I have a problem that every time i want to start new hobby, i cant work on it for long enough time to develop it into a habit. I quit the hobby i started even less than one month after starting it, even if i am excited and interested in working on it for a long time.
Since i dont know if i really have an adhd, because psychitriastists i went to say that i dont have adhd, despite i have common symptoms like lack of motivation, problems with learning and work, and problem with working on hobbies for a long time, i need to somehow find a way to work on a single hobby for a long time, without meds.

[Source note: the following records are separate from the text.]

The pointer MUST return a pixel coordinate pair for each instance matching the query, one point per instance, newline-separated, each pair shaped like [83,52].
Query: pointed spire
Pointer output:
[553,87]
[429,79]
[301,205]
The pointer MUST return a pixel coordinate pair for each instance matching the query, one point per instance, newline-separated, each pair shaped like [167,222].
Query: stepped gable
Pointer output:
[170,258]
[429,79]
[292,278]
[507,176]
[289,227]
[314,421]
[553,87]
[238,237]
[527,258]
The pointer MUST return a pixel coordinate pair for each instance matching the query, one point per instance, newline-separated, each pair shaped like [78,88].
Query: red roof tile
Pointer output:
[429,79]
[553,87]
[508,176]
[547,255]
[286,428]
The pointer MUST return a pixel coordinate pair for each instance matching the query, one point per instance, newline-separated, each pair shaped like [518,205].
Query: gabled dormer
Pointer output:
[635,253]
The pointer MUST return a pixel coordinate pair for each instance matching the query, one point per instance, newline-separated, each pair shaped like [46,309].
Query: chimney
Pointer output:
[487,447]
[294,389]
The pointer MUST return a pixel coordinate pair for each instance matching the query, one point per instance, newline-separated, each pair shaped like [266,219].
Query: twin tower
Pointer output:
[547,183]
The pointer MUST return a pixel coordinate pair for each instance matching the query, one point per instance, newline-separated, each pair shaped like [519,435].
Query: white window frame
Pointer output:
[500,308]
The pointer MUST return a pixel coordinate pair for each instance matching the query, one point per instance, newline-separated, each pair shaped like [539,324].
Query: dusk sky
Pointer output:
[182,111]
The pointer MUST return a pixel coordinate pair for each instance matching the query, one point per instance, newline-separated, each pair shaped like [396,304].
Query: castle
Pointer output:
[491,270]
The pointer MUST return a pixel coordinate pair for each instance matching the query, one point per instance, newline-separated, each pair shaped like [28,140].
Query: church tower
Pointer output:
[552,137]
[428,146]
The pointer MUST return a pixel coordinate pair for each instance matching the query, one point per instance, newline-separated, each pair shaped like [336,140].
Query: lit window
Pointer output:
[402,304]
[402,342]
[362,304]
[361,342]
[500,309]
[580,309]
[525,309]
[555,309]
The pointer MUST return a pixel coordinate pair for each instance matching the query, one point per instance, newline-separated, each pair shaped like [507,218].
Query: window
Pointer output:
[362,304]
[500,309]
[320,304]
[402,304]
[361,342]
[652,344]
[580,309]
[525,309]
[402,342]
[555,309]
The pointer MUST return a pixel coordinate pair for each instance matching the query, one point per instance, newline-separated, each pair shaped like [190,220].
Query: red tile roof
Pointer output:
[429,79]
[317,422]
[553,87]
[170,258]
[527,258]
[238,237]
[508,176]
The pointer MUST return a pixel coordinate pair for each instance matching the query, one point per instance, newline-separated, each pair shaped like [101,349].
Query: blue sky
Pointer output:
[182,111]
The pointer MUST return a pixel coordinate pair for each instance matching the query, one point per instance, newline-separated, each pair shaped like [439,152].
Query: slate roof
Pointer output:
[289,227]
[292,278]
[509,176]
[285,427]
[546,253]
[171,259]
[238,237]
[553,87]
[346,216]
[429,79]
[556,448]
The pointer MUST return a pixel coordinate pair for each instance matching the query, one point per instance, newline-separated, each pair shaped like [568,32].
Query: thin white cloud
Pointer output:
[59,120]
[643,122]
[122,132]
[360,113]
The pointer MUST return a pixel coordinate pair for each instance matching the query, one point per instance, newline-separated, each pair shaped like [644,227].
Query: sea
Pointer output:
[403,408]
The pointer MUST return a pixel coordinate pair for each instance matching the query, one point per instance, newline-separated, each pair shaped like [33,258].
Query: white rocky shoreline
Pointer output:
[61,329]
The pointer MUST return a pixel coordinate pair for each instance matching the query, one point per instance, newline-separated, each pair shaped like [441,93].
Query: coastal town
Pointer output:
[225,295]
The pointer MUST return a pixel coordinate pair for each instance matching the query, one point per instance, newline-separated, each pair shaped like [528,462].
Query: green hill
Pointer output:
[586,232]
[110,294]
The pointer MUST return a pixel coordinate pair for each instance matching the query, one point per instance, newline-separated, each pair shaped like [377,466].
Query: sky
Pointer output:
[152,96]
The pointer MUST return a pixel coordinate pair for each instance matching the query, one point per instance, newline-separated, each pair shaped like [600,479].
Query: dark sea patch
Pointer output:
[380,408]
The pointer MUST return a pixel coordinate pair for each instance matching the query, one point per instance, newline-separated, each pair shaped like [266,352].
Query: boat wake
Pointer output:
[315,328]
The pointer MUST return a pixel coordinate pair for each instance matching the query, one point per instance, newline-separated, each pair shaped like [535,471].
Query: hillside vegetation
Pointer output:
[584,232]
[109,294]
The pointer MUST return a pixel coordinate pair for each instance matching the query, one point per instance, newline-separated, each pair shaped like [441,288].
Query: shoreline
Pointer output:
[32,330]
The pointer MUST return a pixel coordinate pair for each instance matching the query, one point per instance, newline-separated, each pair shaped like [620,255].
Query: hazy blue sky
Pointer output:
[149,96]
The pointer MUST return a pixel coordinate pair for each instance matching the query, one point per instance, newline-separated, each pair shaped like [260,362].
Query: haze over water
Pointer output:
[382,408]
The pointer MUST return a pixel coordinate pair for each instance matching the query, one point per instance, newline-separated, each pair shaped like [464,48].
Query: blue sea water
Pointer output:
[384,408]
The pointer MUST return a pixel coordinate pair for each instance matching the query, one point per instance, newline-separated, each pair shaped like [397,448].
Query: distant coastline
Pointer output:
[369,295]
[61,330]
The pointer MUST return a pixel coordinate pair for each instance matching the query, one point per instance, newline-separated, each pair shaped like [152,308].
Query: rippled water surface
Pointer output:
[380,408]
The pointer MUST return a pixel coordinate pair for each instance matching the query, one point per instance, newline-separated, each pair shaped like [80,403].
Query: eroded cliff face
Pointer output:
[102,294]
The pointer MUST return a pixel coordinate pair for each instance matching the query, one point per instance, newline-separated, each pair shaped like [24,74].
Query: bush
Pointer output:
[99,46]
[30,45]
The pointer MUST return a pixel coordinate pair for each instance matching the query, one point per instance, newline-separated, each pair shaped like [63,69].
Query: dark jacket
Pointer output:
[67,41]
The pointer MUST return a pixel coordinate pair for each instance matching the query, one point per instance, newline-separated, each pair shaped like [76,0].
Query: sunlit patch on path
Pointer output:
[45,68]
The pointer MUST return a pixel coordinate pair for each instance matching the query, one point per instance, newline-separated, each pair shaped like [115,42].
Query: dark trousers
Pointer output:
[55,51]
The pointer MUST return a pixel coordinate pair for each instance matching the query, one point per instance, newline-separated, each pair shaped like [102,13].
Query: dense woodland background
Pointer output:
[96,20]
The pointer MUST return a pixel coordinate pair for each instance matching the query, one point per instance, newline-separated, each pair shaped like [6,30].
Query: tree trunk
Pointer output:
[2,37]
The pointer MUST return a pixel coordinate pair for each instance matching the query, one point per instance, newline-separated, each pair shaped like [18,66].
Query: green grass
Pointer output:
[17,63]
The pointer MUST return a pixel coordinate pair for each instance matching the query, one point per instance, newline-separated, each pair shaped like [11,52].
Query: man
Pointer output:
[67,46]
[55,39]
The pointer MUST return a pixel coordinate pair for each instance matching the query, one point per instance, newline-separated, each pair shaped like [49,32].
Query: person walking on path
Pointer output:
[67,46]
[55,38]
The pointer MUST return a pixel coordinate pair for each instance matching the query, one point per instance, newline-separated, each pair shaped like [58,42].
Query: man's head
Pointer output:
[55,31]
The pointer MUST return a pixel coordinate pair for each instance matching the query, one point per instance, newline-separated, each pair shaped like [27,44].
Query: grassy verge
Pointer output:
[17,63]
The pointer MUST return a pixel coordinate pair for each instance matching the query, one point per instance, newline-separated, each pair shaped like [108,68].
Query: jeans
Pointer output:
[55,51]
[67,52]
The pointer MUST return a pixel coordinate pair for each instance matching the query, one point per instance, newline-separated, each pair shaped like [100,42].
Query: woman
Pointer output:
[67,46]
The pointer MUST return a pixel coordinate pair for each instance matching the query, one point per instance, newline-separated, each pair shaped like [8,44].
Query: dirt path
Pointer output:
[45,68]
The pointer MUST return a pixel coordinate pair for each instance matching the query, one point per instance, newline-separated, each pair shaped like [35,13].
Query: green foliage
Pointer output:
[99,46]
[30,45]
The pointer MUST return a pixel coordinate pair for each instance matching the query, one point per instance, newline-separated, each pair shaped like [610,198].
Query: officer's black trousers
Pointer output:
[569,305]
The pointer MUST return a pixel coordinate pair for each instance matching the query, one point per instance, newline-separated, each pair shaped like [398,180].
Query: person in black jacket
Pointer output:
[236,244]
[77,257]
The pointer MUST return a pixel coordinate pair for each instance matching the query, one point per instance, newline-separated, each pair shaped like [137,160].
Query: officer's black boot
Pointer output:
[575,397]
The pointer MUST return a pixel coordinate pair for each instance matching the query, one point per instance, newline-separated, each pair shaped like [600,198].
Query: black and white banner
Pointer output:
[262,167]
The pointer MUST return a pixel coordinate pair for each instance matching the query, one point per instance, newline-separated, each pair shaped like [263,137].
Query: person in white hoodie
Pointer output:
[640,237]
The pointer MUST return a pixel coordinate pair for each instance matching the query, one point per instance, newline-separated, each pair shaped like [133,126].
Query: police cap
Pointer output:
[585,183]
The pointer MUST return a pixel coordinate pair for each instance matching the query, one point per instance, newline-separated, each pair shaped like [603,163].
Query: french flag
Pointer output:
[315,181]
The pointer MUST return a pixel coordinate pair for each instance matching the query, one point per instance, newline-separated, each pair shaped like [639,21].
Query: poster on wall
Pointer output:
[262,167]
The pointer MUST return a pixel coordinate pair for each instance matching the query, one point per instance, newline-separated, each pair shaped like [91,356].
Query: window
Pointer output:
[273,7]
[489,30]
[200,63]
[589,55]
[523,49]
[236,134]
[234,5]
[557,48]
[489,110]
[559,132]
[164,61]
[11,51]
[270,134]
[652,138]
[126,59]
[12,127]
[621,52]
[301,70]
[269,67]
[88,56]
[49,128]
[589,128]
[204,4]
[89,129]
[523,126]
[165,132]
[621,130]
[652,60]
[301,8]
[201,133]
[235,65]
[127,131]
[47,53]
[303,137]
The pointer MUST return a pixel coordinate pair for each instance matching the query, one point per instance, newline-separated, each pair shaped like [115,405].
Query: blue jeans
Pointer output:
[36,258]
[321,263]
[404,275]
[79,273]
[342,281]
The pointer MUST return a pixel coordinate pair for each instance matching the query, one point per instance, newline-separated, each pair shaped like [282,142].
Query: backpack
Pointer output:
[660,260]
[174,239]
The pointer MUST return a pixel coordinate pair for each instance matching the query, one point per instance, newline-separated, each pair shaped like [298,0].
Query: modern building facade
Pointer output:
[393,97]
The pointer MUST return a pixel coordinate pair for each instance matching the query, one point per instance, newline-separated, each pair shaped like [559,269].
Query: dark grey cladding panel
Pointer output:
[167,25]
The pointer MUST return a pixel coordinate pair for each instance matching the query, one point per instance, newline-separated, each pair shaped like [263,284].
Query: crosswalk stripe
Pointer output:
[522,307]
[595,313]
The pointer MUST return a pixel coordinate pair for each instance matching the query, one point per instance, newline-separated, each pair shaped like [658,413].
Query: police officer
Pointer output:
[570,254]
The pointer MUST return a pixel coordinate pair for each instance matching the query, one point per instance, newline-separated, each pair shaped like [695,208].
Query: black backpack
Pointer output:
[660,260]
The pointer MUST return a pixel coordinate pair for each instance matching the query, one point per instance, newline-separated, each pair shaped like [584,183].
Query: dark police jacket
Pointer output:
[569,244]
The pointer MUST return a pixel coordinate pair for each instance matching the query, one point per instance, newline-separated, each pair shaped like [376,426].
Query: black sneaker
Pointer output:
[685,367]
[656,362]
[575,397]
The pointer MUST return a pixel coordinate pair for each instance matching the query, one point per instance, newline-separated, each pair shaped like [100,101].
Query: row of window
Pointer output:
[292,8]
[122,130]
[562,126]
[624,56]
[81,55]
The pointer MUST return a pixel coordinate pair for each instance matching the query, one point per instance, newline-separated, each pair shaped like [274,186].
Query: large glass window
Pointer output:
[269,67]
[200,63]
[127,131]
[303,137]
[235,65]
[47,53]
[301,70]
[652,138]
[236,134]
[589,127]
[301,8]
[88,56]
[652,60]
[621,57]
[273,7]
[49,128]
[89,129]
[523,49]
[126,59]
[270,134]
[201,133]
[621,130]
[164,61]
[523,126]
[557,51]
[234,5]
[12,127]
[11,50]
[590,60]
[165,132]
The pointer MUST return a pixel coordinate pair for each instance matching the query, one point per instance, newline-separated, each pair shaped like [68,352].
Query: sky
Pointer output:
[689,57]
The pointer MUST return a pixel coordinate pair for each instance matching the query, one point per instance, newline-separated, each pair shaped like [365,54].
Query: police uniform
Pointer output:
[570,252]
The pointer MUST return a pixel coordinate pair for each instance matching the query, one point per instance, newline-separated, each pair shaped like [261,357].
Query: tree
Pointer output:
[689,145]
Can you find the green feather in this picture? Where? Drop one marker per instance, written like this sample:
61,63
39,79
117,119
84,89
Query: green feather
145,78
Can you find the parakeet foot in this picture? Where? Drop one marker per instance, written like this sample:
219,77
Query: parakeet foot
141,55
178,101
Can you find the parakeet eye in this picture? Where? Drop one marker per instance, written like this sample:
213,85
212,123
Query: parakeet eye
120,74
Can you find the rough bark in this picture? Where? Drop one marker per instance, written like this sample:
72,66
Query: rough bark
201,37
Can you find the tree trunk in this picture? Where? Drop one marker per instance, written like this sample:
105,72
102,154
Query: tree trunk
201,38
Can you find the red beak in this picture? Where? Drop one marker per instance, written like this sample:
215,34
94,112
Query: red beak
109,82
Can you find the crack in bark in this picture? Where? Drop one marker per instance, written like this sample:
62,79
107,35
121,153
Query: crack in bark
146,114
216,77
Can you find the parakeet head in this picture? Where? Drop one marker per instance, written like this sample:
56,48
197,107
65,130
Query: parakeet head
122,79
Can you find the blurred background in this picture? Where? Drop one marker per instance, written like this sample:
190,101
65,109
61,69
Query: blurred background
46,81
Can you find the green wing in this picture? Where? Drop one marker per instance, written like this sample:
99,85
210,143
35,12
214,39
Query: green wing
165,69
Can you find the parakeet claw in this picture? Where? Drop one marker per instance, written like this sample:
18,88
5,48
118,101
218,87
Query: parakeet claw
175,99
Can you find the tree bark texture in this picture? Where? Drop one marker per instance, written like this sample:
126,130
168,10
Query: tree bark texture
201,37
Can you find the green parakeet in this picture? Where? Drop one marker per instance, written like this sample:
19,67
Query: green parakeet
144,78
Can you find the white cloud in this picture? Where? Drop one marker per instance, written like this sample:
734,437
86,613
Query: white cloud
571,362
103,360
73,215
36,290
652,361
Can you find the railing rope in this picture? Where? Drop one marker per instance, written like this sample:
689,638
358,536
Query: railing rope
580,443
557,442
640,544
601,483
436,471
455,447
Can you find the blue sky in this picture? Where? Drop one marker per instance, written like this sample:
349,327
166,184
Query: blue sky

There is no secret sauce here. Either you choose to persevere against the un-enjoyable-ness, or you don’t. If this bothers you this much, try to find strategies for coping such as: lowering your expectations (perfection brings tedium and tedium is the enjoyment killer), shrinking your scope (less work, less chance of drowning in the enormity of the project), recommit to goals with rigor (sometimes you just gotta suck it up even if it isn’t enjoyable and you want that reward/payoff).
I find that often my hobbies don’t make me feel “I look forward to doing this” before I start, or even “I am enjoying doing this” once I do. But they do make me feel “I’m happy that I did this” after I’ve made some progress.
(This is a very hard lesson for me to truly internalize.)
It is also totally legit to do hobby things out of anger which is the obverse side of the “I’m happy that I did this” coin. Like, “this bothers me so much that I need to do this”. And then it is relief after it is done. Perhaps the less contentment-able (or low tolerance for settling) types of people can harness this power better.